In your first year of VAT registration, HMRC applies a 1% discount to your FRS rate. Toggle this on if you registered for VAT within the last 12 months.

Frequently asked questions

The Flat Rate Scheme (FRS) is an HMRC simplification for small VAT-registered businesses. Instead of tracking every penny of input and output VAT, you pay a fixed percentage of your gross (VAT-inclusive) turnover to HMRC. The percentage depends on your business sector — rates range from 9.5% to 16.5%. You still charge your customers the standard 20% VAT, but you keep the difference between what you charge and what you pay over. The scheme reduces admin but isn't always financially beneficial.
You can join the FRS if your VAT-taxable turnover is £150,000 or less (excluding VAT) when you apply. You must leave the scheme once your total gross turnover (including VAT) exceeds £230,000. You cannot use the FRS if you have left it in the past 12 months, if you're closely associated with another FRS business, or if you've committed a VAT offence in the past year.
The FRS is most beneficial for businesses with low input VAT — service businesses, freelancers, consultants, and contractors who spend little on VAT-qualifying goods and supplies. If you spend very little on VAT-taxable purchases (equipment, materials, etc.), the standard scheme requires you to pay over nearly all of the 20% VAT you collect, while the FRS lets you keep a portion. Run the numbers here to see your specific saving.

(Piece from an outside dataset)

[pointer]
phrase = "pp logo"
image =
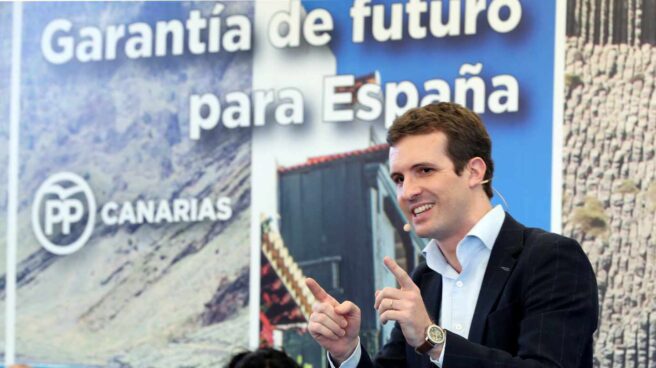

A "limited cost business" is one whose VAT-inclusive expenditure on goods is either less than 2% of VAT-inclusive turnover, or less than £1,000 per year. Most service businesses — IT consultants, accountants, freelancers — fall into this category. The FRS rate for limited cost businesses is 16.5%, which is very close to the effective standard rate (20/120 = 16.67%), meaning the FRS produces little or no saving. If your sector rate is 16.5% or above, you should carefully model whether the FRS still makes sense.
Generally no — one of the trade-offs of the FRS is that you cannot reclaim input VAT on your normal business purchases. The one exception is capital goods costing more than £2,000 (VAT-inclusive), where you can reclaim the input VAT separately. If you're planning a large equipment purchase, factor this in when deciding whether to stay on the FRS.
You can leave voluntarily at any time by writing to HMRC. You must leave if your turnover exceeds the exit threshold (£230,000 gross). Once you leave, you return to standard VAT accounting and can reclaim input VAT in the normal way. HMRC must be notified and will give you an exit date from your next VAT period.
In your first year of VAT registration (not just your first year on the FRS), HMRC gives a 1% discount on your FRS rate. If your sector rate is 14.5%, you pay 13.5% in year one. This can add up to a meaningful saving — at £100,000 gross turnover the discount is worth £1,000. The discount applies to your entire first year of VAT registration, not just your first year on the scheme.